After a time, he became aware of an odd sound among the clucking of chickens, chirping of birds, and occasional snorting from his horse. Someone was thrumming a zither. Abruptly his memory leapt backward and he was standing again outside the wall of the Yasugi mansion.
His heart beating faster, he tied up his horse.
CHAPTERTWENTY-TWO
HIROKO
Behind the main house was a small overgrown garden, and beyond that an area of shrubs and trees from which rose another, smaller pitched roof. The music was louder here. The zither player plucked the strings tentatively, halfheartedly, putting long pauses between clusters of notes so that the cheerful folk song struck his ear like a lament.
Someone had made a rudimentary path through the small wilderness, and Akitada took it, skirting thorny vines and dusting his boots and the skirts of his traveling robe with yellow pollen from wildflowers. Bush clover bloomed here among buzzing bees, and saffron flowers, and small pink carnations almost suffocated by ferns. Many years ago, as a small boy, Haseo must have played in this garden.
Like Yori.
She was sitting on the wooden porch of a vine-covered garden pavilion, her attention on the zither before her. He almost did not recognize her in a peasant woman’s gray cotton robe and trousers, and with her long hair braided into a single plait. Her face was bare of cosmetics, but her beauty made his heart contract at the futility of his desire.

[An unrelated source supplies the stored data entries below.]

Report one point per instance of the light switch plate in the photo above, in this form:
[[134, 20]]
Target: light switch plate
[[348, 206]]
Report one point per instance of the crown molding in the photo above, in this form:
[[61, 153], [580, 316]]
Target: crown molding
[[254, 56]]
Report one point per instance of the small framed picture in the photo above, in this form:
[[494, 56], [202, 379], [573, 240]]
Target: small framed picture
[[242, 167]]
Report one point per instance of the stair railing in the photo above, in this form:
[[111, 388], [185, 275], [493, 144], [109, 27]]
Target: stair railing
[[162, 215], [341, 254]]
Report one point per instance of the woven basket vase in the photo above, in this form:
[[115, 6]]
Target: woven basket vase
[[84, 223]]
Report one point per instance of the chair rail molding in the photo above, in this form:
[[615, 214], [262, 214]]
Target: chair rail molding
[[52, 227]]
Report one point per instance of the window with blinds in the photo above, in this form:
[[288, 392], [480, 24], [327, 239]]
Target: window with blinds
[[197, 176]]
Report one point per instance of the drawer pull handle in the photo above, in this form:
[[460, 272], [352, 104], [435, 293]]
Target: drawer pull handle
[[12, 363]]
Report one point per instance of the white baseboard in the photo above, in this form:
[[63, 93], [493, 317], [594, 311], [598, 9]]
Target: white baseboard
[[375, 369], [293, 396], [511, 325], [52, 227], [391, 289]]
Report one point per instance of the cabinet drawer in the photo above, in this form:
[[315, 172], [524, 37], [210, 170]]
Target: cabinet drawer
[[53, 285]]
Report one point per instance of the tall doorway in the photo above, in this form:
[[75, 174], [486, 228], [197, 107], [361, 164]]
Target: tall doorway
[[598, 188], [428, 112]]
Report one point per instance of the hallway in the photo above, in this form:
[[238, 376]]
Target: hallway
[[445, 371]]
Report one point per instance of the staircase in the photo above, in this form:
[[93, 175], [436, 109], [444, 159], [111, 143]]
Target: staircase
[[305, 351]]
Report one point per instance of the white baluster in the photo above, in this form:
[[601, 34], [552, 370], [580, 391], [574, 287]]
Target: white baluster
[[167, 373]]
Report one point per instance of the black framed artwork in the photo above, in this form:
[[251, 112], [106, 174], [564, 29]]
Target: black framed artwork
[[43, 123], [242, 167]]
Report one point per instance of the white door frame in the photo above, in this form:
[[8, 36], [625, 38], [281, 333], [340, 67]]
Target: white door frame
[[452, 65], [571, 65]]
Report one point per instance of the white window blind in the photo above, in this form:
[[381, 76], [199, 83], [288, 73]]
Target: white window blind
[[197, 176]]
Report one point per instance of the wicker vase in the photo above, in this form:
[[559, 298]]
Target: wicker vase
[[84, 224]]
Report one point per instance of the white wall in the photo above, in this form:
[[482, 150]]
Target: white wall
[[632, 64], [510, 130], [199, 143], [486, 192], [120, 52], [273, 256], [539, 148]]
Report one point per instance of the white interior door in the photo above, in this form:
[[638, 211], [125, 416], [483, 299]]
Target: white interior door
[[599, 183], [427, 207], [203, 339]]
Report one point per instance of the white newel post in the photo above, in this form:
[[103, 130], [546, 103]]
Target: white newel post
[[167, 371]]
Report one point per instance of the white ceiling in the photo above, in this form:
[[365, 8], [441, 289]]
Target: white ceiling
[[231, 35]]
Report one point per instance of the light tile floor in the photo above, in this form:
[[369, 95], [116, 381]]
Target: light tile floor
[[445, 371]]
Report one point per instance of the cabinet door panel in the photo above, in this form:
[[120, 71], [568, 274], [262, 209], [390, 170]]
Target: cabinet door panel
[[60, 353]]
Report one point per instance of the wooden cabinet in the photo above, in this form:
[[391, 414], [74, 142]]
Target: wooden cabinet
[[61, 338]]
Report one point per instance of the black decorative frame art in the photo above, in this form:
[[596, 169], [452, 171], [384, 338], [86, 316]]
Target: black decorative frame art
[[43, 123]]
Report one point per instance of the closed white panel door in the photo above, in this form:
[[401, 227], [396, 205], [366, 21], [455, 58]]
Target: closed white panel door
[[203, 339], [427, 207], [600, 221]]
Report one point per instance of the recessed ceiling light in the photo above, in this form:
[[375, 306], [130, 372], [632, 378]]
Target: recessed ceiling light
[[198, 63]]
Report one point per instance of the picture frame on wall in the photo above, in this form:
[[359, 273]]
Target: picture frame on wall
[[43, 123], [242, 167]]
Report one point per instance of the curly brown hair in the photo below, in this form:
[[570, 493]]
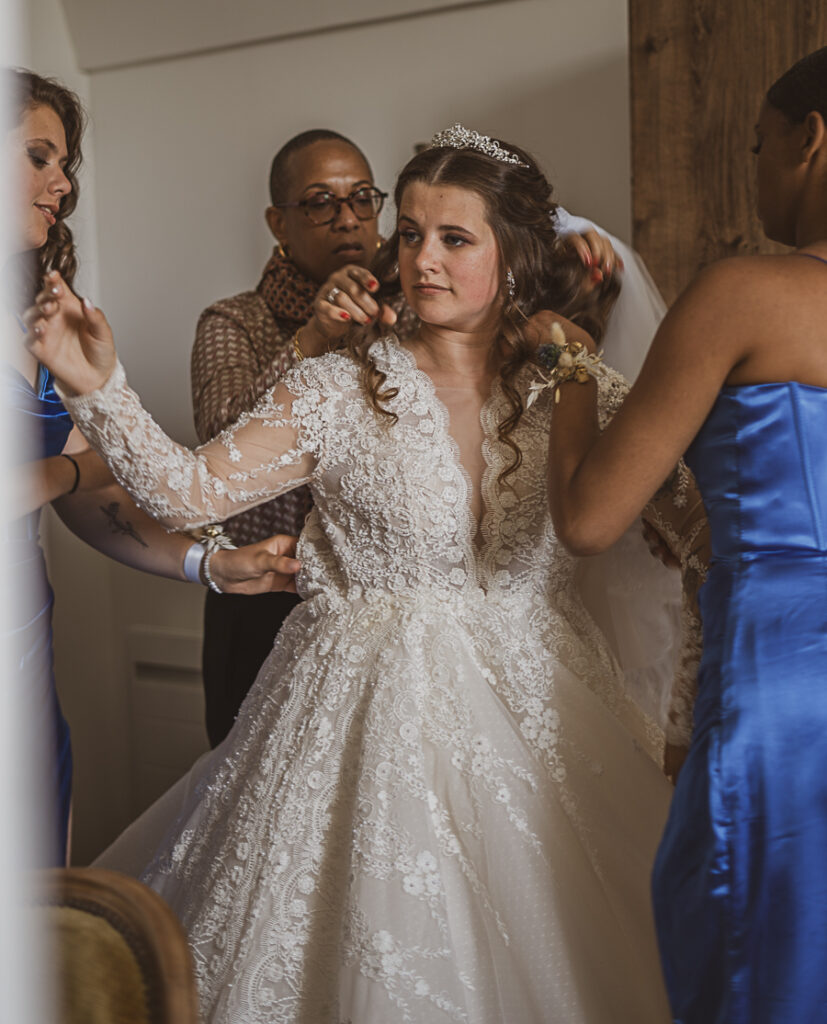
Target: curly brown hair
[[30, 91], [548, 274]]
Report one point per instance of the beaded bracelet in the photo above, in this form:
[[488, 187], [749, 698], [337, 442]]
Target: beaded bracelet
[[297, 348], [205, 571], [192, 560], [208, 540], [74, 462]]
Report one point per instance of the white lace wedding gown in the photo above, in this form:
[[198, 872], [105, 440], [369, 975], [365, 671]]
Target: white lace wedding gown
[[452, 814]]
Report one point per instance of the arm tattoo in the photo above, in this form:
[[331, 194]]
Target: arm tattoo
[[118, 525]]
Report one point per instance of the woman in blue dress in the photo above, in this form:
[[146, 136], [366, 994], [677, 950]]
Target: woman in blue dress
[[53, 462], [737, 375]]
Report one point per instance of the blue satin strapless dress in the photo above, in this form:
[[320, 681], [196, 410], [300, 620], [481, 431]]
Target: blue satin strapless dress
[[740, 881], [41, 426]]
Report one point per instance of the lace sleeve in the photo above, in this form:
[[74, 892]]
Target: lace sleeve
[[272, 449], [678, 513]]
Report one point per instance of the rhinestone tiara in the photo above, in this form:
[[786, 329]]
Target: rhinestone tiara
[[458, 137]]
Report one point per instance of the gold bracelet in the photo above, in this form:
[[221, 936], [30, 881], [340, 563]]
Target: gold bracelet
[[297, 348]]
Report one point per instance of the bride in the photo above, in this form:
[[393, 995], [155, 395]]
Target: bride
[[452, 813]]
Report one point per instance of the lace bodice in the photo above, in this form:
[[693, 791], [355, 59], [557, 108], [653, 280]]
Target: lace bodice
[[398, 507], [394, 503]]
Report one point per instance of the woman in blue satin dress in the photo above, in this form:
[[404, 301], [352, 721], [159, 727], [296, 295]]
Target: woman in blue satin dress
[[737, 375], [51, 459]]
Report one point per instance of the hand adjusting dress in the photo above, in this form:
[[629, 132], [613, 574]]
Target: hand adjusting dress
[[740, 892], [452, 814]]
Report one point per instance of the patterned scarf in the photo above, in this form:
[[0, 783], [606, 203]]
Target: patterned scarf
[[287, 291]]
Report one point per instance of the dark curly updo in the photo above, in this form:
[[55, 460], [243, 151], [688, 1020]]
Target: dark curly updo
[[548, 274], [29, 91], [802, 88]]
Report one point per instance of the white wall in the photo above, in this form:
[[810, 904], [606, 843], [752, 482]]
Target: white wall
[[182, 147], [180, 154]]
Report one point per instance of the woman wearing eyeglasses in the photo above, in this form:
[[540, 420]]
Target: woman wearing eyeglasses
[[317, 283], [323, 215]]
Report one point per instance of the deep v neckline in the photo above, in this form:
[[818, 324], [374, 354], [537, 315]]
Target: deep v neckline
[[477, 532]]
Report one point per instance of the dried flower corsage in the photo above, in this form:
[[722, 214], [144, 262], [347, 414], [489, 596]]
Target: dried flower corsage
[[564, 360]]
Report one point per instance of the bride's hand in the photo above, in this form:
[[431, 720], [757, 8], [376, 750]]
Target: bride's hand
[[344, 299], [70, 337]]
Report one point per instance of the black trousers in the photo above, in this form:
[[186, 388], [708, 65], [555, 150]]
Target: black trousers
[[238, 634]]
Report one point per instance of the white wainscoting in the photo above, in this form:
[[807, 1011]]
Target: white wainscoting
[[166, 709]]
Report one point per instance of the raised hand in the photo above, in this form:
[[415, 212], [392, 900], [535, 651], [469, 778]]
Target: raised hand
[[344, 299], [597, 255], [257, 568], [70, 337]]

Reminding himself of her lies, he strode up to the stone step of the porch and demanded, “Are you alone?”
She started and the melody splintered. Then her eyes widened and her face softened into joy. “How did you find me?” she asked.
He said coldly, “By accident. I had planned to call on you at your husband’s house, but this will do very well. How do you come to be here, and where are your people?”
The joy faded. “I have been banished. Yasugi sent me here.”
“You mean you are a prisoner?”
“Something like that.” She studied his face anxiously. “You have changed, Akitada. You look . . . ill.”
He brushed that away. “I’m well enough.” He glanced into the building behind her. It was empty except for a straw mat and the sort of bundle people make of a change of clothes when they travel. “You stay here? Why didn’t they at least open the main house for you?”
“They say it’s haunted. Someone was murdered there.”
“Yes,” he said harshly. “I know, and so do you. This used to be your home. You lied to me.”
She opened her mouth to protest.
“No, don’t deny it. Your first husband was the Tomonari heir. He died in exile for crimes he didn’t commit. Tell me, did you believe him guilty? Is that why you accepted so eagerly the rich man’s offer? Did you at least wait until the authorities confirmed your first husband’s death before you leapt into Yasugi’s bed?”
She had turned very white. The ivory plectrum in her right hand jerked across the zither, and a string tore with a loud, dissonant twang. She dropped the plectrum and bent her head, hunching her shoulders as if she expected him to strike her. “Please don’t.”
He was unmoved. Life was full of horrors, and he had no time for pity; he wanted answers. He said fiercely, “Your husband was my friend and died in my arms. His last thoughts were of you and the others, of the children. He believed you would stay together, and I promised I would find you. But I found only you, married to a rich man and living in luxury. Where are the others? Where are his children?”
She shuddered but did not answer, and that angered him. He went to her, seized her shoulder, and shook her until she raised her head and met his eyes. “Damn you, woman! You will speak and you will not lie to me this time, for I shall have the truth somehow. Your personal feelings no longer matter to me.”